‘Medical Marijuana without the High’? Washington Post Gets It
It’s the kind of feature article one is unlikely to read, see or hear in many major news outlets, but The Washington Post gave the top half of its first “The World” section page on Feb. 2, 2015 to “Medical marijuana without the high; Israel is at forefront of research, but export of plant doesn’t appear to be on the horizon”. And The Post was two years behind The New York Times, which ran a major feature on the topic, “Safed Journal: Studying Marijuana and Its Loftier Purpose,” by Jerusalem correspondent Isabel Kershner, on Jan. 1, 2013.

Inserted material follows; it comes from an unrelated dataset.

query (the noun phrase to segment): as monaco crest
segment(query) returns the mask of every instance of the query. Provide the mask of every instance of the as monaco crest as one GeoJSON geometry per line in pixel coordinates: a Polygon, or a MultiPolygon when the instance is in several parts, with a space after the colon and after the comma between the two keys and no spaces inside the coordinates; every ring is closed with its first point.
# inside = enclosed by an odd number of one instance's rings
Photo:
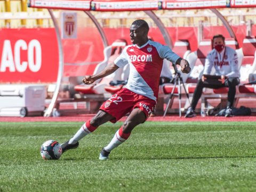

A four-column by five-inch Reuters color photograph, with the cutline “A worker tends to cannabis plants at a plantation where researchers say they have developed a marijuana that will not get patients high” illustrates this latest coverage by The Washington Post, correspondent Anne-Marie O’Connor’s 1,120-word report. It told readers that “in a greenhouse in the mountains of the Galilee, a technician in a lab coat is coddling a marijuana seedling that is coveted for life-saving medical benefits for epileptic children, doctors say—without the high.
“Named ‘Rafael,’ for a healing angel called upon by Moses, this varietal of cannabis is for people who don’t want to be under the influence, and it is available in oral doses in Israel.”
The Jewish state, The Post adds, “has become a world leader in science on the medical uses of marijuana”—including treatment of Crohn’s disease, basal cell carcinoma, Parkinson’s and other illness. One of Canada’s leading producers of medical marijuana, “MedReleaf, is tapping Israel’s expertise in a 2014 partnership it signed in May 2014 with Tikun Olam, whose name means ‘Healing the World’ in Hebrew.”
But, according to the dispatch, the Israeli government has not yet allowed producers to export their products, only their expertise. While agricultural officials are said to favor product exports, their security counterparts do not. Nevertheless, “Israel’s medical cannabis research and development is drawing global interest, including an Australian firm and a leading American researcher.
A newsworthy Israeli story that had nothing to do with the Palestinian Arabs, and both The New York Times, frequently criticized by CAMERA for a chronic anti-Israel tilt in coverage and commentary, and The Washington Post,, itself sometimes prone to filter news through “the Palestinian narrative,” recognized and played it prominently.
Correction: An earlier version of this SNAPSHOT said The Post’s medical marijuana report was the kind of Israel-related coverage readers were not likely to see in The New York Times, among other media. The Times covered the story on Jan. 1, 2013. We regret the error.